Immediate and Long-Term Medical Concerns
Laryngeal injuries can lead to severe complications, with acute airway obstruction being the most immediate and life-threatening concern. Swelling or displaced cartilages can rapidly block the airway, potentially causing asphyxia or death if not managed promptly. Even if the airway is initially stable, delayed swelling can lead to sudden obstruction hours after the trauma.
Permanent voice changes are a common long-term consequence, ranging from persistent hoarseness to complete loss of voice, due to vocal cord or nerve injury. Damage to the recurrent laryngeal nerve, which controls vocal cord movement, can impair voice or respiration. Chronic difficulty swallowing and increased aspiration risk (where food or liquid enters the lungs) can also result from laryngeal trauma. This can lead to recurrent pneumonia and nutritional deficiencies. Scar tissue within the larynx can further impair vocal cord movement and narrow the airway, potentially requiring long-term tracheostomy dependence.

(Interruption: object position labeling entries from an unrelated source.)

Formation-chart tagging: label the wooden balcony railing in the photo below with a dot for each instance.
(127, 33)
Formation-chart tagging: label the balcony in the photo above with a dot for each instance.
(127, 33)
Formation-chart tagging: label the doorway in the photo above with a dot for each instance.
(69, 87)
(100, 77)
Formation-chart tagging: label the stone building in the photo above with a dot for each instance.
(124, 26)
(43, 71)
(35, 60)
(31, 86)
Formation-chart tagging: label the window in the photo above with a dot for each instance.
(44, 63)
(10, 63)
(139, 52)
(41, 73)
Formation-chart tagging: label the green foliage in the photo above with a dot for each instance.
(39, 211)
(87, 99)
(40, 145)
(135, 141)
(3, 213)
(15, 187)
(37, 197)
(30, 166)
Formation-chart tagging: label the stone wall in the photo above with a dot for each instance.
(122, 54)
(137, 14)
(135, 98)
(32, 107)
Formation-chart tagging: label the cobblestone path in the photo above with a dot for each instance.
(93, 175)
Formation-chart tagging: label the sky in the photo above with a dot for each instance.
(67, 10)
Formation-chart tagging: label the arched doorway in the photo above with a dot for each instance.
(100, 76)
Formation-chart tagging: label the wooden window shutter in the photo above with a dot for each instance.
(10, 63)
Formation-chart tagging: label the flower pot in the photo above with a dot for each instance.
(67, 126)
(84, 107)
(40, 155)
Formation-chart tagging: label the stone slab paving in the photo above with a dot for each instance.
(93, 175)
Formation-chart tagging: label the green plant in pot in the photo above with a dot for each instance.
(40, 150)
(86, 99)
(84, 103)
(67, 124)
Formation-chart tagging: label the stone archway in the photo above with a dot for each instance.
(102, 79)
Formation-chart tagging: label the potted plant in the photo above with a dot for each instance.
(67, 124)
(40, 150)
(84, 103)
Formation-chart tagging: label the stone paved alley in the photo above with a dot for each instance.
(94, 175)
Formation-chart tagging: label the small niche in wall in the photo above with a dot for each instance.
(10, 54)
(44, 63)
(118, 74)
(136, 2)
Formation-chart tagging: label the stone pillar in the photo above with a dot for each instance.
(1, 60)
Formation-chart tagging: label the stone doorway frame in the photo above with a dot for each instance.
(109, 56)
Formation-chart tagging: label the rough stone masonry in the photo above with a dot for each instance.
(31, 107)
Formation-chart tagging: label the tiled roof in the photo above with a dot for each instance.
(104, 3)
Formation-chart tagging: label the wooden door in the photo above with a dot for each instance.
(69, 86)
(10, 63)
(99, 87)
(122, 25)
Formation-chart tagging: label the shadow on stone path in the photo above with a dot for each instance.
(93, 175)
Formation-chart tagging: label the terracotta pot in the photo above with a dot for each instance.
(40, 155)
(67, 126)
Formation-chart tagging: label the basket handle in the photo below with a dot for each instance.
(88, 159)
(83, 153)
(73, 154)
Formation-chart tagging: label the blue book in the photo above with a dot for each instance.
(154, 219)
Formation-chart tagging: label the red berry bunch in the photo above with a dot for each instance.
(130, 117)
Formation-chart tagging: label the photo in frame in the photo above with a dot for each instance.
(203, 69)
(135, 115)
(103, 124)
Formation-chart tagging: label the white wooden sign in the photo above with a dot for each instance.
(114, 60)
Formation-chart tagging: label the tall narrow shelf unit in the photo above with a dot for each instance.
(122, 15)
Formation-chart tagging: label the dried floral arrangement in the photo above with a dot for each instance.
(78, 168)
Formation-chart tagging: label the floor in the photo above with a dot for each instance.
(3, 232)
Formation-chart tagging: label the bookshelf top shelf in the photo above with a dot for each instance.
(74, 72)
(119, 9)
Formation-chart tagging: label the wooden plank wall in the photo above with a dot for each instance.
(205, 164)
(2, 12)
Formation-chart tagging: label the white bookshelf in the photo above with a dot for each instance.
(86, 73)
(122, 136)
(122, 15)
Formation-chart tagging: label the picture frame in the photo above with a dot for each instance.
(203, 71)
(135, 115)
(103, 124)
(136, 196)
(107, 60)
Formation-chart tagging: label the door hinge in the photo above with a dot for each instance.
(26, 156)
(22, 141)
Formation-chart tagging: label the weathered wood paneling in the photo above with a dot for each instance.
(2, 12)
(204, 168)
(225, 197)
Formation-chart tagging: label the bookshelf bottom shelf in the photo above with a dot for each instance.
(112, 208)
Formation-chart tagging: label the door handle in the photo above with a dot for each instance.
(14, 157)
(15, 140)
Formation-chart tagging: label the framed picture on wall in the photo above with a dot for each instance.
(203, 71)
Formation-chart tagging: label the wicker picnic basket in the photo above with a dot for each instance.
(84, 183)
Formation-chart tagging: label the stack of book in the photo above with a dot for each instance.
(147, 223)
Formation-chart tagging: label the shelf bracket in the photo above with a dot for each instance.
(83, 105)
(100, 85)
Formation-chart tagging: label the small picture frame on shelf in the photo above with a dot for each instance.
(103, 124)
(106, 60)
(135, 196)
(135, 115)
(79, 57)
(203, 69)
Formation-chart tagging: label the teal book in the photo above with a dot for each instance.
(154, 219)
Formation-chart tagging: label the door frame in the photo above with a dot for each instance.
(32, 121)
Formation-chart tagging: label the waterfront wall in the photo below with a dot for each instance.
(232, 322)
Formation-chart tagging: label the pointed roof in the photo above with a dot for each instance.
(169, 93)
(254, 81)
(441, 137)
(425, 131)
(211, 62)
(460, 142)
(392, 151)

Diagnosis and Medical Management
Laryngeal injuries are diagnosed through physical examination and imaging studies. Initial assessment involves neck palpation for tenderness, crepitus, or contour changes, and evaluation of voice and breathing. Flexible laryngoscopy, performed in a conscious patient, allows direct visualization of vocal cords and internal laryngeal structures to assess injury extent. Computed tomography (CT) scans are typically the imaging choice to assess laryngeal anatomy and identify fractures, displacements, or soft tissue swelling.
Once a laryngeal injury is suspected, securing the patient’s airway is the immediate priority. If severe respiratory distress or impending obstruction is present, emergency procedures like intubation, cricothyroidotomy, or tracheostomy may be performed. Treatment varies based on injury severity. Minor injuries with minimal swelling or small mucosal tears may be managed conservatively with observation, voice rest, humidified air, and corticosteroids to reduce inflammation. More severe injuries, including displaced fractures or significant mucosal lacerations, often require surgical repair. Surgical intervention aims to restore the laryngeal framework and mucosal lining, sometimes using stents to maintain airway patency and proper alignment during healing.